PORTLAND — Maine’s highest court on Tuesday upheld a judgment against the owner of a compost business in Lyman who was ordered to spend 50 days in jail for contempt of court.
Robert St. Onge, the owner of Winterwood Farm, was found in contempt in York County Superior Court in August and sentenced to six months in jail, with all but 50 days suspended. His business had a long-running dispute with the state Department of Environmental Protection over the pollution of a stream and continued to operate despite orders to stop from the DEP and the courts.
In an appeal to the Maine Supreme Judicial Court, St. Onge argued that the Superior Court lacked the authority to hold contempt proceedings because the alleged contempt stemmed from a civil court order.
St. Onge also maintained that the court created a new Class D crime of criminal contempt “out of thin air.” That argument was the only one made by St. Onge that the justices deemed worthy of more than brief discussion.
In the opinion, Justice Warren Silver wrote that the Superior Court had the discretion to impose sanctions, and that a defendant has the right to a jury trial when more than 30 days of imprisonment are at stake. St. Onge waived his right to a jury trial, but argued in his appeal that he did not do so knowingly, intelligently and voluntarily.

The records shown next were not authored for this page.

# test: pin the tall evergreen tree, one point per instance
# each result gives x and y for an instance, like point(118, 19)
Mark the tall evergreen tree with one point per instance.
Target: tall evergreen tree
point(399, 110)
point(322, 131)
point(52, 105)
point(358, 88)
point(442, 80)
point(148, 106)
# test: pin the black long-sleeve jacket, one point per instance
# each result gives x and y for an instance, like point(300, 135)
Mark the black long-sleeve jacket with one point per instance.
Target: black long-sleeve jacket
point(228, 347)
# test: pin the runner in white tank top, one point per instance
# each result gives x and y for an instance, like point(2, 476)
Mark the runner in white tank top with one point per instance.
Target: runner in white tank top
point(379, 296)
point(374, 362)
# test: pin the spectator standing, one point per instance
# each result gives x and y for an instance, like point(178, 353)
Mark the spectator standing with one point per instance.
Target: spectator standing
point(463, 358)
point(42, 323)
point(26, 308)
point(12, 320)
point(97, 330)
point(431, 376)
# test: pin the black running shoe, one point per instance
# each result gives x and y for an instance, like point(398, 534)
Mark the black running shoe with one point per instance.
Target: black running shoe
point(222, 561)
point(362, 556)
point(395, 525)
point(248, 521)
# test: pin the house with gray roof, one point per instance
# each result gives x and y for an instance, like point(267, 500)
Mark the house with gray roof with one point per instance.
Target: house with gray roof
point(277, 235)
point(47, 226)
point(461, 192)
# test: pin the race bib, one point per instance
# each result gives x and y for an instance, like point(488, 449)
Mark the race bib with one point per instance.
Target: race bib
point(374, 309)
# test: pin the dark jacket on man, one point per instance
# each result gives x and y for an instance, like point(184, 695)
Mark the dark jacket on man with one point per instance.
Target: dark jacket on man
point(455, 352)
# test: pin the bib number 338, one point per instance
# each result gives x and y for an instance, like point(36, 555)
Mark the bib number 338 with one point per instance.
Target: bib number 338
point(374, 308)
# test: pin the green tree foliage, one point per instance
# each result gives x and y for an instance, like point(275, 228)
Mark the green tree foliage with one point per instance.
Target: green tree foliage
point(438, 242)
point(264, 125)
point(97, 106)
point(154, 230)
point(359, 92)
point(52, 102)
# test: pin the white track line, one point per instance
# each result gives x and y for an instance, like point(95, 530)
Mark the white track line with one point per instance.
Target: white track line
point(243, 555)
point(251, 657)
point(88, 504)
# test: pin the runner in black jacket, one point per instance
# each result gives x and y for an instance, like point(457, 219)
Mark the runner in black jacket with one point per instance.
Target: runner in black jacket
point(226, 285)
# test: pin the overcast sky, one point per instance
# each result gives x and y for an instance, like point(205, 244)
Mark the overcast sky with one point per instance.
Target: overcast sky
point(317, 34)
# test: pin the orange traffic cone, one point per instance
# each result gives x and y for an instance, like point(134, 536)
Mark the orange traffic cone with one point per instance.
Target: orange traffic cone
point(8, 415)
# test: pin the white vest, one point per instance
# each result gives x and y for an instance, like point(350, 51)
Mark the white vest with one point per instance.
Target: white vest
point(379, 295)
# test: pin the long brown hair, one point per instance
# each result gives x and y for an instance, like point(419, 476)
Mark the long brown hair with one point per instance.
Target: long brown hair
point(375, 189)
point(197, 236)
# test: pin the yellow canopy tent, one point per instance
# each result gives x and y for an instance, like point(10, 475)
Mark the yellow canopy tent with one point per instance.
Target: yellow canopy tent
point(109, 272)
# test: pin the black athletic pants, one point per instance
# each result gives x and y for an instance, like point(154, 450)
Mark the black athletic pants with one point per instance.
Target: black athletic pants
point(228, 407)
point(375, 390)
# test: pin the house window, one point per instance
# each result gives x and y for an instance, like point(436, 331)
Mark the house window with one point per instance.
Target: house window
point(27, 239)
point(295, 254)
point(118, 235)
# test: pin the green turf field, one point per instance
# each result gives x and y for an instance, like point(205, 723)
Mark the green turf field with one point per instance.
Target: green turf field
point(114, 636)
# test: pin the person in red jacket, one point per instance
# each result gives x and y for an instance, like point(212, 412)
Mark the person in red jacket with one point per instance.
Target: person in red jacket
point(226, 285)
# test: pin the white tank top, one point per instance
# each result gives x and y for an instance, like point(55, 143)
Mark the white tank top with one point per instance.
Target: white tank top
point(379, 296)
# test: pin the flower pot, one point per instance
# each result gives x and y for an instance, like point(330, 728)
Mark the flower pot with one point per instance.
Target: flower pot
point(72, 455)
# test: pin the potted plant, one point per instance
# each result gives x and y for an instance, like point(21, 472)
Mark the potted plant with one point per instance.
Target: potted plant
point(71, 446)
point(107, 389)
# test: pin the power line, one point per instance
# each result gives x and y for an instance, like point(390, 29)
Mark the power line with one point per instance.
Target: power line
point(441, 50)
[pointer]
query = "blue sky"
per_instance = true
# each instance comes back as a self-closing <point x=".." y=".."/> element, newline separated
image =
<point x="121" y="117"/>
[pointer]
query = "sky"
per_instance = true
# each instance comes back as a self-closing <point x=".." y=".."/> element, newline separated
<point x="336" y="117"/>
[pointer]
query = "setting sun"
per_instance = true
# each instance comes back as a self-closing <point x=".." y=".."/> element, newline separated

Silver acknowledged that contempt with punitive sanctions is not defined as a Class D crime in court rules or state law. While the classification of the offense as “Class D” on St. Onge’s paperwork was a mistake, it was a harmless one, he wrote.
The justices ruled that the judgment against St. Onge should be modified by striking out “Class D.” That was the only change made. The six justices involved in the case were unanimous in their decision.
“We’re profoundly disappointed to be told we’re right but it doesn’t matter,” said J.P. DeGrinney, St. Onge’s lawyer. “The court indicated that the classification for the charge was wrong, which goes to the basis of the very charge itself. If the foundation of the charge isn’t correct, how is it the defendant understood that charge fully at the time the proceeding took place?”
DeGrinney said the misclassification relates to other arguments in St. Onge’s appeal, including whether he fully understood that he was waiving his right to a jury trial.
St. Onge has had a stay of his sentence during the appeal. That stay may continue, as DeGrinney said his client will consider an appeal to Superior Court of potential errors by the trial judge.
The case against Winterwood Farm stems from heavy rain in October 2005 that washed nitrogen and other nutrients from a composting area into Lords Brook, a tributary of the Kennebunk River. Residents downstream complained of foul odors and a sticky white fungus on the stream bed.
The DEP traced the problem to the farm’s composting of food scraps, manure and shells from lobster, crab and shrimp.